Giter VIP home page Giter VIP logo

Comments (12)

lifeiteng avatar lifeiteng commented on April 27, 2024

I also have this problem. I change the code, let the program continue if this problem occurs.

from caffe.

sguada avatar sguada commented on April 27, 2024

Thanks for sharing. Do you know if later was able to write a snapshot?
Otherwise it will be useless.
I will check other options too.

Sergio
On Jan 18, 2014 7:30 PM, "Feiteng Li" [email protected] wrote:

I also have this problem. I change the code, let the program continue if
this problem occurs.


Reply to this email directly or view it on GitHubhttps://github.com//issues/38#issuecomment-32700185
.

from caffe.

sguada avatar sguada commented on April 27, 2024

I have changed the code to let program keep running, but later is not able to snapshot the network again, and therefore become useless, since I can never save the parameters.
For now what I'm doing is training for 10000 iteractions, and making 2 snapshots and then resuming from there.

from caffe.

lifeiteng avatar lifeiteng commented on April 27, 2024

The program can work normally after ...(NO, cannot work normally!)
I change the function like this:

void WriteProtoToBinaryFile(const Message& proto, const char* filename) {
fstream output(filename, ios::out | ios::trunc | ios::binary);
// CHECK(proto.SerializeToOstream(&output));
if ( ! proto.SerializeToOstream(&output) ) { //add by LiFT
fstream out("SerializeToOstream_Error.txt", fstream::out | fstream::app);
out << "---- SerializeToOstream Error: file " << filename << " ----\n";
out.close();
}
output.close(); //add by LiFT

from caffe.

sguada avatar sguada commented on April 27, 2024

@lifeiteng thanks for sharing your code, I tried something similar on my own, and was able to keep the code running.

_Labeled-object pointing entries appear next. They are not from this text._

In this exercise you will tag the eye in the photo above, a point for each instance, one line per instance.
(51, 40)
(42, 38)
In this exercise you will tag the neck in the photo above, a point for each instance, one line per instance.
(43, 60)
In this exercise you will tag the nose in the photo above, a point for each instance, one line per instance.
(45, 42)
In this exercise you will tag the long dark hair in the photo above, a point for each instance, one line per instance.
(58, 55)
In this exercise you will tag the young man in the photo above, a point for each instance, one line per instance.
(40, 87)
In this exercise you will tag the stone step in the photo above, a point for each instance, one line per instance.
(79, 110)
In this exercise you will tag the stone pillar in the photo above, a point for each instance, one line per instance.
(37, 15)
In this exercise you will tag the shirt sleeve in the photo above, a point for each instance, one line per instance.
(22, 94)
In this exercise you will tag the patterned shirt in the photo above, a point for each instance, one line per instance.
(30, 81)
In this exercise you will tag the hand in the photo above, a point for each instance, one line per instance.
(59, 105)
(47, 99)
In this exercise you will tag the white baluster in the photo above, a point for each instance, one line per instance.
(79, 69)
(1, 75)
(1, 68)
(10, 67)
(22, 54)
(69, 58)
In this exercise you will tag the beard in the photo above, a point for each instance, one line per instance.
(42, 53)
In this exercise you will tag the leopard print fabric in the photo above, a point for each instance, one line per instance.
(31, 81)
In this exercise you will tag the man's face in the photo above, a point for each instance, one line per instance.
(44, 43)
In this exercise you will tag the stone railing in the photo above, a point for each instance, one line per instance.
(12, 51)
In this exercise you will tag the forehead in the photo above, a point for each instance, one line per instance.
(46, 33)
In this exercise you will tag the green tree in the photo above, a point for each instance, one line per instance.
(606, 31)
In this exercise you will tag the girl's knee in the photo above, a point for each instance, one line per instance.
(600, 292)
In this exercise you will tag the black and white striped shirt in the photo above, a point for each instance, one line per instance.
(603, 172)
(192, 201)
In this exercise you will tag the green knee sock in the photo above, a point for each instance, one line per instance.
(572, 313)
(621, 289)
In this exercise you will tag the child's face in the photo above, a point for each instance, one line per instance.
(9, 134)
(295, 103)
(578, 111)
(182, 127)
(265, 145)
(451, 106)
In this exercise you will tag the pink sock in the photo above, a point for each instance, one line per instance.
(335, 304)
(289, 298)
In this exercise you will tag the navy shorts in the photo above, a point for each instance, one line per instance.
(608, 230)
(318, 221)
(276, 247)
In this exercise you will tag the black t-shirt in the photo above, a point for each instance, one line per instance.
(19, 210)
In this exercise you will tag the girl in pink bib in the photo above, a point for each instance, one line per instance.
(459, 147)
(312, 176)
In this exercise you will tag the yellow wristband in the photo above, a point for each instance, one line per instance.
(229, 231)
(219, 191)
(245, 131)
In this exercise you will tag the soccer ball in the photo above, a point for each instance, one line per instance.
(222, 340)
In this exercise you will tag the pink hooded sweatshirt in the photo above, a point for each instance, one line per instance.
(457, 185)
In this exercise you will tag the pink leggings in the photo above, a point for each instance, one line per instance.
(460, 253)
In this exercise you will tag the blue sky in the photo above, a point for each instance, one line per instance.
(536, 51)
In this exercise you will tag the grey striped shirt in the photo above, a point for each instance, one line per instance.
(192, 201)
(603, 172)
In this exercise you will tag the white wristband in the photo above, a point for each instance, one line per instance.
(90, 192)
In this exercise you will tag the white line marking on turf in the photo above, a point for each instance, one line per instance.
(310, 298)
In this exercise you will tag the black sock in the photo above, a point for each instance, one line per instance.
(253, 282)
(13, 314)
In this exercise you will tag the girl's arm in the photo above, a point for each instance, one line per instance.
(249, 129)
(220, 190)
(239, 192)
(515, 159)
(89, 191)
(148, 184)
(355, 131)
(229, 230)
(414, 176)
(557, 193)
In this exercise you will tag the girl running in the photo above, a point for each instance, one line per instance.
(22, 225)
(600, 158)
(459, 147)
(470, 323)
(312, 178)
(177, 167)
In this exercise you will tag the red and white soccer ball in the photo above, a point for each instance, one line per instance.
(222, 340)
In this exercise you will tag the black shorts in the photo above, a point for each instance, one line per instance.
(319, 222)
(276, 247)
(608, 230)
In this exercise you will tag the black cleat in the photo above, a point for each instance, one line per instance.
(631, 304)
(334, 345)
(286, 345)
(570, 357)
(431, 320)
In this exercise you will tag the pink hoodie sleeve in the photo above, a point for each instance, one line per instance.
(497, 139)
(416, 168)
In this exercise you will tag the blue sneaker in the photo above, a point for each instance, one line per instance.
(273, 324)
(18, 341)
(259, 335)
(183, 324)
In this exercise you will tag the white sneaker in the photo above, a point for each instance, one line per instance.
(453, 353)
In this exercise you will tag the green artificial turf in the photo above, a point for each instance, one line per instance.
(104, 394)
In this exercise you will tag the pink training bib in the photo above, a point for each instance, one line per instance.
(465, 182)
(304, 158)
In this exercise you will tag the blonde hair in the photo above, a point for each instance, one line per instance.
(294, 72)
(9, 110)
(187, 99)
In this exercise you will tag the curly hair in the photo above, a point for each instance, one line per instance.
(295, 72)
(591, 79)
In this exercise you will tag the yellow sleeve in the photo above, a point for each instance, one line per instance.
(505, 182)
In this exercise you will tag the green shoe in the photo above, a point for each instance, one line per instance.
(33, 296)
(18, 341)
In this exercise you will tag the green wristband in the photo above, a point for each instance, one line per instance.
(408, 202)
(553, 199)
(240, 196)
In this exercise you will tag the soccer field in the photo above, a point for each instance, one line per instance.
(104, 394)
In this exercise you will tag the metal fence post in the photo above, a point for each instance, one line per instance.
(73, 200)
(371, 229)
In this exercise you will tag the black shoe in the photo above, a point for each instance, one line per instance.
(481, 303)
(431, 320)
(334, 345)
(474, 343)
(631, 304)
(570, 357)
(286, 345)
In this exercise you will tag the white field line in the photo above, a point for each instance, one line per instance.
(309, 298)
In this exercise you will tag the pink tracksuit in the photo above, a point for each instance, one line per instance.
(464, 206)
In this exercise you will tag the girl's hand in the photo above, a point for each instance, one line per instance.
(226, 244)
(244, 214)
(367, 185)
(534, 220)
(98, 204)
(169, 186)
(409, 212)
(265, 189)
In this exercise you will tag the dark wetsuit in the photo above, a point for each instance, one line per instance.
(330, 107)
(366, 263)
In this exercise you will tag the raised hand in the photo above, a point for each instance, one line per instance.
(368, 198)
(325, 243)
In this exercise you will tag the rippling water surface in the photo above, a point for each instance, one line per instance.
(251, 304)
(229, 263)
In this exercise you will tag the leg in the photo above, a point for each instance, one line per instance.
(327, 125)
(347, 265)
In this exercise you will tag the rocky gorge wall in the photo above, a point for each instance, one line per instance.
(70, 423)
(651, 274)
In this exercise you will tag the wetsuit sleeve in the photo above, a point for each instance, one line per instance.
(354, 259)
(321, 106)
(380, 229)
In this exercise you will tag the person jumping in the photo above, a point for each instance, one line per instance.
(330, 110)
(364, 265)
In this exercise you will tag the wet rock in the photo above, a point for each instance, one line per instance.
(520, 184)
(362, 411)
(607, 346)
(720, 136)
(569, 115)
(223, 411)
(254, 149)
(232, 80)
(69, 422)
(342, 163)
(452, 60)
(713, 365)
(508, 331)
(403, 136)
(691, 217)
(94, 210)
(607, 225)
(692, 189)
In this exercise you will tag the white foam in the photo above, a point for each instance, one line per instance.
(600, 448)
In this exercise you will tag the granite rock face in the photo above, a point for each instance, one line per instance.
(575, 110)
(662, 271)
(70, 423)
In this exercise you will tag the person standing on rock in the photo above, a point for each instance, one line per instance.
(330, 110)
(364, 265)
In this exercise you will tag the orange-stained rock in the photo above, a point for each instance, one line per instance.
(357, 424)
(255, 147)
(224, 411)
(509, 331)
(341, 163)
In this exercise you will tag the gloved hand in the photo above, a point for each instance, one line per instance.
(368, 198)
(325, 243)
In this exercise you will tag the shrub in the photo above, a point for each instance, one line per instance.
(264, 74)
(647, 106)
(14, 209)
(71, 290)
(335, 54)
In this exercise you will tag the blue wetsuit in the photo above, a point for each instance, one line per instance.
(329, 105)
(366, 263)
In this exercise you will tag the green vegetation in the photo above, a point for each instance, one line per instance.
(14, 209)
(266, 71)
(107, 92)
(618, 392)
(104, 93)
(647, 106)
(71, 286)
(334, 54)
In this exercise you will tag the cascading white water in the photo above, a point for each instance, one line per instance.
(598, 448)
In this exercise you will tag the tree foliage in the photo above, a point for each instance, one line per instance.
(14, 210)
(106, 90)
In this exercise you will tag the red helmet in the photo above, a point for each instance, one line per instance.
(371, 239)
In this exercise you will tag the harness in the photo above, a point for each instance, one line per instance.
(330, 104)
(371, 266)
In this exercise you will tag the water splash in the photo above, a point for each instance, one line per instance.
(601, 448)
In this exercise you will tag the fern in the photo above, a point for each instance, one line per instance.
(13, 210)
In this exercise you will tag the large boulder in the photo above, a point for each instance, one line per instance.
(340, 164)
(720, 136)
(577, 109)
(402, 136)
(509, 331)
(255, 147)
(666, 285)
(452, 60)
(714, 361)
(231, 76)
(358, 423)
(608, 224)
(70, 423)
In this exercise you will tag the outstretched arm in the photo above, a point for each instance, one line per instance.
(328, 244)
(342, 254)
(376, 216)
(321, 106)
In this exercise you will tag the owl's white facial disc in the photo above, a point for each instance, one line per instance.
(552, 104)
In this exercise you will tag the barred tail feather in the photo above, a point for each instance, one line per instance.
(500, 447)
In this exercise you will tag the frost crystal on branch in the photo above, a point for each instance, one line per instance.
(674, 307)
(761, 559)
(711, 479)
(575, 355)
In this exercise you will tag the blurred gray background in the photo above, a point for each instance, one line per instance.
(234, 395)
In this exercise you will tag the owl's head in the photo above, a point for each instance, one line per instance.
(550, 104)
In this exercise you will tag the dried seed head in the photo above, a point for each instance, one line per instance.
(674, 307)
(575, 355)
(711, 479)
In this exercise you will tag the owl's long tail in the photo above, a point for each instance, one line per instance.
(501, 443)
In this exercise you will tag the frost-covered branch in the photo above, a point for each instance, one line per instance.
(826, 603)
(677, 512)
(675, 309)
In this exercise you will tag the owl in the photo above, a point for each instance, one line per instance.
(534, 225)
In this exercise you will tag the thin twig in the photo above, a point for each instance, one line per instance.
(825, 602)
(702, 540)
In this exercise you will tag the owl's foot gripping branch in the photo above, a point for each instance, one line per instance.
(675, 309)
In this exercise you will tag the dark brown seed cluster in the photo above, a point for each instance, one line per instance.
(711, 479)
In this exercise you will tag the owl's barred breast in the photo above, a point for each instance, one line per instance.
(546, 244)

But the problem is that after the first failure on WriteProtoToBinaryFile then it fails all later attempts, so I can never get a snapshot of the network for later use.

What I did is change the parameter snapshot_prefix: and then the code start working again. I don't yet why it was failing in the first case, I cannot think of any explanation why it fails sometimes.

from caffe.

lifeiteng avatar lifeiteng commented on April 27, 2024

What is the cause of the problem?
It always happens when I use the code to do Acoustic Modeling(I have changed the code to make it OK for Acoustic Modeling).

from caffe.

sguada avatar sguada commented on April 27, 2024

I haven't found the reason yet, but I just changed the snapshot_prefix and
it worked. My only explanation is that maybe there were too many snapshots
with that name in the disk already.

Sergio

2014-02-07 Feiteng Li [email protected]:

What is the cause of the problem?
It always happens when I use the code to do Acoustic Modeling(I have
changed the code to make it OK for Acoustic Modeling).


Reply to this email directly or view it on GitHubhttps://github.com//issues/38#issuecomment-34526219
.

from caffe.

lifeiteng avatar lifeiteng commented on April 27, 2024

snapshot name store in an string value.

template
void Solver::Snapshot() {
NetParameter net_param;
// For intermediate results, we will also dump the gradient values.
net_->ToProto(&net_param, param_.snapshot_diff());
string filename(param_.snapshot_prefix());
char iter_str_buffer[20];
sprintf(iter_str_buffer, "iter%d", iter_);
filename += iter_str_buffer;
LOG(INFO) << "Snapshotting to " << filename;
WriteProtoToBinaryFile(net_param, filename.c_str()); //write error in here
SolverState state;
SnapshotSolverState(&state);
state.set_iter(iter_);
state.set_learned_net(filename);
filename += ".solverstate";
LOG(INFO) << "Snapshotting solver state to " << filename;
WriteProtoToBinaryFile(state, filename.c_str());
}

void WriteProtoToBinaryFile(const Message& proto, const char* filename) {
fstream output(filename, ios::out | ios::trunc | ios::binary);
CHECK(proto.SerializeToOstream(&output));
}

error information:
I0210 14:28:27.514936 22349 solver.cpp:126] Snapshotting to cnn_iter_10000
F0210 14:28:27.960814 22349 io.cpp:69] Check failed: proto.SerializeToOstream(&output)
*** Check failure stack trace: ***
@ 0x7f5a486c9b7d (unknown)
@ 0x7f5a486cbc7f (unknown)
@ 0x7f5a486c976c (unknown)
@ 0x7f5a486cc51d (unknown)
@ 0x41fbfd (unknown)
@ 0x4212e8 (unknown)
@ 0x4251db (unknown)
@ 0x40f3be (unknown)
@ 0x7f5a474cb76d (unknown)
@ 0x4109ad (unknown)


if restart the training using latest cnn_xx_xx.solverstate, this problem will occur every 10 Snapshot.

from caffe.

Yangqing avatar Yangqing commented on April 27, 2024

@sguada Sergio, I was visiting a friend who was using caffe in their work, and he pointed me to his solution: it turns out that leveldb is opening too many files for caching - the default is 1000, and the ubuntu default open file limit is 1024. This makes it dangerously near the limit so you are seeing random crashes from SerializeToOstream().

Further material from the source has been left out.